Operations Management (33:623:386) 
Spring 2010, Professor Eckstein
Assignment 10

Due: Thursday, April 22

For each problem, make an Excel model, simulate the situation using YASAI, and hand in the standard printouts for a simulation problem.

Q1. (30 points)   You are operating the pumping station at the municipal water utility of Westleybrook, NJ.  For the coming hour, you can configure your pumping station in one of three possible ways:

Pump Configuration Cost
1 $400, plus $1 for each gallon over 900 gallons
2 $450, plus $0.80 for each gallon over 1,000 gallons
3 $550, plus $0.65 for each gallon over 1,200 gallons

Water customers in your town use an average of 2 gallons per hour, with a standard deviation of 0.5 gallons.  There are 500 customers in your town.  However, part of the neighboring town's water system is being repaired, and there is a 30% chance you will also have to supply an additional 200 customers in that town.  These customers have the same water use average and standard deviation as customers in Westleybrook.  You may assume that each water customer's consumption is independent of all other customers' consumption.

Which pump configuration will yield the lowest expected operating cost?  Use a simulation sample size of 1000.

Q2.  (35 points)  You own a retail store that sells a product for $129 per unit.  Every time you order the product from your supplier, it costs you a $79 flat fee, plus $87 per unit.  Each day, there is 12% chance of a traffic jam.  On days with no traffic jam, demand has a Poisson distribution with a mean of 20.8.  On days with a traffic jam, demand is lower, having a Poisson distribution with a mean of 12.1.  On days when you have less inventory than customers, you only sell as many units as you have in stock, and the additional customers purchase the item from another store.  Otherwise, any inventory left at the end of the day is carried over to the next day.

You make inventory replenishment decisions each morning when you open the store:  if the amount S you have in stock when you open the store is at or below R units, you place an order for L - S units (enough to bring the current stock level up to L).  If you place an order, it is delivered the following morning, shortly before you open the store (and is counted as part of the opening inventory for the next day).  You calculate your holding costs to be $3 per unit of ending inventory per day.

Evaluate all possible combinations of R = 30, 40, 50, or 60 and L = 50, 60, 70, or 80.  Simulate a time period of 100 days, with a beginning inventory of 31 units.  For all inventory left in stock or on order at the end of day 100, apply a "salvage" credit of $110 per unit.  With and without this adjustment, which policy gives the highest adjusted profit?  For the policy maximizing expected profit with the adjustment, estimate the probability that the adjusted profit for the 100 days will be at least $75,000.  Use a sample size of at least 250 (or up to 1000 if you have a fast enough computer)

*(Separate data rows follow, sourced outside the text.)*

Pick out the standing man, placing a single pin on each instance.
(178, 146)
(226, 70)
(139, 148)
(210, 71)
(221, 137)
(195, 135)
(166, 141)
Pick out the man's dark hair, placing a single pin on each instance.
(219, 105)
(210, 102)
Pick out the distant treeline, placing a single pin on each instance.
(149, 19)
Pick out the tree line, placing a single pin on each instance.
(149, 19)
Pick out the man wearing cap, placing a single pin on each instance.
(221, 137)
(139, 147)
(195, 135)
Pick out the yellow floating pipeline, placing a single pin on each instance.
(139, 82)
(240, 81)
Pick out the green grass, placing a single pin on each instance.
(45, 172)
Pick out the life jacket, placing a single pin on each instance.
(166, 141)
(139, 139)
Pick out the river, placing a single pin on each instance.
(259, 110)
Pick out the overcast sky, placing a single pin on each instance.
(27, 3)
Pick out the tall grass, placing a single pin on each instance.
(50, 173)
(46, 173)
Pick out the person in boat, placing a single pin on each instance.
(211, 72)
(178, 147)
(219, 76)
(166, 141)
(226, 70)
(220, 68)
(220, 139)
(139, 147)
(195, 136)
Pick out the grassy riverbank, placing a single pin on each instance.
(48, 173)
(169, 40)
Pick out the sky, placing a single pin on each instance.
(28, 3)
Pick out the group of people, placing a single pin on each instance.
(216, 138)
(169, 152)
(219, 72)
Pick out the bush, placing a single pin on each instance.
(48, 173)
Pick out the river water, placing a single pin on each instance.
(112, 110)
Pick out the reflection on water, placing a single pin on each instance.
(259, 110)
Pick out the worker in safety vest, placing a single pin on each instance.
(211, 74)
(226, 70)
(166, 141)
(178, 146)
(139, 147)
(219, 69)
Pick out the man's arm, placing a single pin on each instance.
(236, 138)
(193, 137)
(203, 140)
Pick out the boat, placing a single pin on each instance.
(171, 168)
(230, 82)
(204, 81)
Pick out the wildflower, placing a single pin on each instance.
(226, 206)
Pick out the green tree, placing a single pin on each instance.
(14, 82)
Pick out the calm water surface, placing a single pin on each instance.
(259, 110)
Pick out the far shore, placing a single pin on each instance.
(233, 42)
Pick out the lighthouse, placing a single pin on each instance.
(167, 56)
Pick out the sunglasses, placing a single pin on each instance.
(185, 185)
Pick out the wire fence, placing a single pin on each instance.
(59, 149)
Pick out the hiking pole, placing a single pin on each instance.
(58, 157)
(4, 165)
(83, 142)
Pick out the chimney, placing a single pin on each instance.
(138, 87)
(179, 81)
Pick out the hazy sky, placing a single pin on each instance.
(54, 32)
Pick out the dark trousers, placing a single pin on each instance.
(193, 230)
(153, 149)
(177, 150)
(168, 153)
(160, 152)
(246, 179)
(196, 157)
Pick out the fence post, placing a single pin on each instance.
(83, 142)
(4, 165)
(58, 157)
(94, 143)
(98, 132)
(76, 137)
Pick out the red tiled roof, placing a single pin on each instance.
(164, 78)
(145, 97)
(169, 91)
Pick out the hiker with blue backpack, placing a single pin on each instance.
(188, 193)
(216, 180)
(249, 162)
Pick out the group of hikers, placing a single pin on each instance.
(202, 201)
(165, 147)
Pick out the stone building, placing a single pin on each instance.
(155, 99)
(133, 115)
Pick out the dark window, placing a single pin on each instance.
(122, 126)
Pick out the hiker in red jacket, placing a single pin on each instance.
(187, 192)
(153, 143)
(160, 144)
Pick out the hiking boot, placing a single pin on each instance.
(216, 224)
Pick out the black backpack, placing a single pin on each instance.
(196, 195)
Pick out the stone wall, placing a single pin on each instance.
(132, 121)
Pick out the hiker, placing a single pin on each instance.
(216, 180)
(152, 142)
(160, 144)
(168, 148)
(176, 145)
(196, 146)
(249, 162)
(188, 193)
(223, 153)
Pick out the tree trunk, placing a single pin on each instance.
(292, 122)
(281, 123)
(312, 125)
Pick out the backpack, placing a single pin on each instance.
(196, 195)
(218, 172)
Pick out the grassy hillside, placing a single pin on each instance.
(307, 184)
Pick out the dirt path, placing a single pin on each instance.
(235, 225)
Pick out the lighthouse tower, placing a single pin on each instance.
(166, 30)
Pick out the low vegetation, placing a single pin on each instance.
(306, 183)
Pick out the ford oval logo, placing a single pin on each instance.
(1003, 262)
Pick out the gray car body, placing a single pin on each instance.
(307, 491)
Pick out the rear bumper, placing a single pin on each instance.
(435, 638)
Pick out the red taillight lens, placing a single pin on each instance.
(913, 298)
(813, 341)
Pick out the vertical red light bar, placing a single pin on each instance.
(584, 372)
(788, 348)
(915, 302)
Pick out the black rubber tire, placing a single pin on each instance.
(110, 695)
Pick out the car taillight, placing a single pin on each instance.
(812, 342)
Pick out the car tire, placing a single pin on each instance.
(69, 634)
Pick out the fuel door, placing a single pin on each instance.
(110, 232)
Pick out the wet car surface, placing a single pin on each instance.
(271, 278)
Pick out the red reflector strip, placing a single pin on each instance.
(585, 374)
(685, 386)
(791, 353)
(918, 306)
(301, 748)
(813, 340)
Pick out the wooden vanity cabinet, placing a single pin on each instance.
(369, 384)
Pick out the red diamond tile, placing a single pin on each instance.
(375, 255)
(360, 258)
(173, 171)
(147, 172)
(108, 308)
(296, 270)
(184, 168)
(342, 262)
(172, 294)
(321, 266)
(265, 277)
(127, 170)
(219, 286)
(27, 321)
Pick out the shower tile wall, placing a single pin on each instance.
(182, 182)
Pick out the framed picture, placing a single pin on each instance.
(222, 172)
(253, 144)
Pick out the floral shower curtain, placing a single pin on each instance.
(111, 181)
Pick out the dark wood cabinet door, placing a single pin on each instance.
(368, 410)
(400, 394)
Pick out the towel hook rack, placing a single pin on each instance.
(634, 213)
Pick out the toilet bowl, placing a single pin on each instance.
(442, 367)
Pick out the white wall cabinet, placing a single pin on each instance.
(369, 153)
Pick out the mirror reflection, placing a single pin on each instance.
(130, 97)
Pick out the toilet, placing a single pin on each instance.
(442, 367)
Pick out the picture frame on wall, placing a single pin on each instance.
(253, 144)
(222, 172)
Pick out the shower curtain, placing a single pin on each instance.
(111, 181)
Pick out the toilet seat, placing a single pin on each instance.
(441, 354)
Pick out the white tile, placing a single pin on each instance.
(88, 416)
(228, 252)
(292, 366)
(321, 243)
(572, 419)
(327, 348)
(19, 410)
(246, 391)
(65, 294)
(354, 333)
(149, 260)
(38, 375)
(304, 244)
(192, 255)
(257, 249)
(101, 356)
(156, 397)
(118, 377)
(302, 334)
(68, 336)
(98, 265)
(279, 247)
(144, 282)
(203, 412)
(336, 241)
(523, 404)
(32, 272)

Q3.  (35 points)  You have just taken over management of the local "Roto-Blaster" franchise, which performs emergency drain cleaning.  Based on data from the previous management, the number of requests for service you receive each day appears to have Poisson distribution with an average value of 8.5.  You receive $179 for each service call you answer. 

You can arrange long-term contracts to lease two kinds of equipment, regular blasters and super blasters.  A regular blaster costs $275/day to lease and can serve up to 3 calls per day.  A super blaster cost $415/day to lease and can serve up to 5 calls per day.  You are considering all 9 possible combinations of leasing either 0, 1, or 2 regular blasters and 0, 1, or 2 super blasters (the 0/0 option means essentially shutting down the business). 

Depending on how many of each kind of blaster you lease, you may not have enough capacity to service all the customers who might call on a given day.  Historical records suggest that each customer who wants service, but is not served by the end of the day, has an independent 43% chance of "giving up" and finding another firm to resolve their problem.  The rest remain with you and try to obtain service the next day.

Using a sample size of at least 500 (or up to 1000, if you have a sufficiently fast computer), simulate a 100-day period.

Which blaster configuration should you lease to obtain the highest average profit?  With this arrangement, what is the average number of customers giving up per day?  If you limit your choice of policies to those with an average of at most 0.5 customers giving up per day, which blaster configuration gives you the best profit?